Mayor of La Louvière
- In office 2000–2006
- Succeeded by: Jacques Gobert

Councillor of La Louvière
- In office 1989–2006

Senator
- In office 1985–1995

Personal details
- Born: 17 December 1939 Écaussinnes, Belgium
- Died: 22 December 2018 (aged 79)
- Party: Socialist
- Occupation: Politician

= Willy Taminiaux =

Belgian politician

Willy Taminiaux (17 December 1939 – 22 December 2018) was a Belgian Socialist politician.

==Biography==
Having started his career as a schoolteacher, Willy Taminiaux entered politics, eventually becoming a leading figure in the Walloon Parti Socialiste.
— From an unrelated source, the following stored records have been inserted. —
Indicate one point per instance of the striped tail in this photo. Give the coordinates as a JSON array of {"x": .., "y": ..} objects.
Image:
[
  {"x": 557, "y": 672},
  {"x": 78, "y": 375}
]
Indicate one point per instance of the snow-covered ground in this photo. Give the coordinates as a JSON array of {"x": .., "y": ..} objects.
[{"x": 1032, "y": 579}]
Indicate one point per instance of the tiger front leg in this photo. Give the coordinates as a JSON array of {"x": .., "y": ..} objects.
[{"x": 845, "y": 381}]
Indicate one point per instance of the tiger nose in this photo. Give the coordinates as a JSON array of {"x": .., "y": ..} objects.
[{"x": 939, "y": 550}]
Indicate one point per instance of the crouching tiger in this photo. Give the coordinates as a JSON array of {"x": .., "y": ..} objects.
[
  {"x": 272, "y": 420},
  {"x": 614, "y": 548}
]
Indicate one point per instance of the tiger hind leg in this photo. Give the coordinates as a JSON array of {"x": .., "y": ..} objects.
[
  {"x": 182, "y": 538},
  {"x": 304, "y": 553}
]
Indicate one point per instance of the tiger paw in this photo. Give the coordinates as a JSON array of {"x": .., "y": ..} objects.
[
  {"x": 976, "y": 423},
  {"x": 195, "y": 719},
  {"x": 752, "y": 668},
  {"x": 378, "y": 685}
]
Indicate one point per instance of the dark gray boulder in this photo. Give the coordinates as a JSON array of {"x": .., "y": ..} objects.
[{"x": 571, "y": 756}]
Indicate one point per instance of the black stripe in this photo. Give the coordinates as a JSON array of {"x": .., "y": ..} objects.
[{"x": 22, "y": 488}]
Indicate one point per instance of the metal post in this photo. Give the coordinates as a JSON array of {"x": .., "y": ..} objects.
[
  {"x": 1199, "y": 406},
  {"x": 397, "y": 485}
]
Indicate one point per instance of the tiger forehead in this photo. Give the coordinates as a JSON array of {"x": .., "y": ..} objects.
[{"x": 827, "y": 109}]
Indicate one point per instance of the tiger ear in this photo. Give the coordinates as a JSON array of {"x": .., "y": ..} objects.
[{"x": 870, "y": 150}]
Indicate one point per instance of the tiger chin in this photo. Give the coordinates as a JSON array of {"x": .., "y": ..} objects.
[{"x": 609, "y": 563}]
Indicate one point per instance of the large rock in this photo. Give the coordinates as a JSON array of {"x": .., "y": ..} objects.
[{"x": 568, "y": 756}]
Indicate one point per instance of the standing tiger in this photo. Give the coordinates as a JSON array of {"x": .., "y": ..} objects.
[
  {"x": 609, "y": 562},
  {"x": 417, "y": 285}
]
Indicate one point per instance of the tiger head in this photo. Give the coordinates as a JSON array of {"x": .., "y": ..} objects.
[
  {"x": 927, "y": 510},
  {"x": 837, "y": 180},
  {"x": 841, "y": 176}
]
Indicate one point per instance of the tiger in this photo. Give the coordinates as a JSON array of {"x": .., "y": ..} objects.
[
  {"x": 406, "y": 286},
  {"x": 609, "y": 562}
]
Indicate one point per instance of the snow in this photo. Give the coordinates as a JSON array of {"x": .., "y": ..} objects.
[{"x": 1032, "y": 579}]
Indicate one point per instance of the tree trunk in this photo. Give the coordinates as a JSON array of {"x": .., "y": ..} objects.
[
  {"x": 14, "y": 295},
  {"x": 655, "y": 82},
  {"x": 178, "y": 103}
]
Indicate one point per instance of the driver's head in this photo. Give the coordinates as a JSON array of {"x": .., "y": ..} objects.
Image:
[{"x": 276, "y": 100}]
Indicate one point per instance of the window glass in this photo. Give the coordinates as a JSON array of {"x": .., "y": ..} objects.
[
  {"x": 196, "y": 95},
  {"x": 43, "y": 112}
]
He sat in the Belgian Senate from 1985 to 1992, and in the Parliament of Wallonia from 1995 until 2001, and served as Minister of Social Affairs, Housing and Health in the Walloon Government from 1994 to 1999. In the last capacity he drafted an executive order furthering the integration of handicapped people into society in 1995. In 1999 he became speaker of the Walloon Parliament.

He was also active in local politics, and became mayor of La Louvière in 2000. He did not run again in the 2006 elections.

He has served as President of the Union of Cities and Municipalities of Wallonia, President of the Union of Belgian Cities and Municipalities (CCRE), and a member of the Executive Committee of United Cities and Local Governments.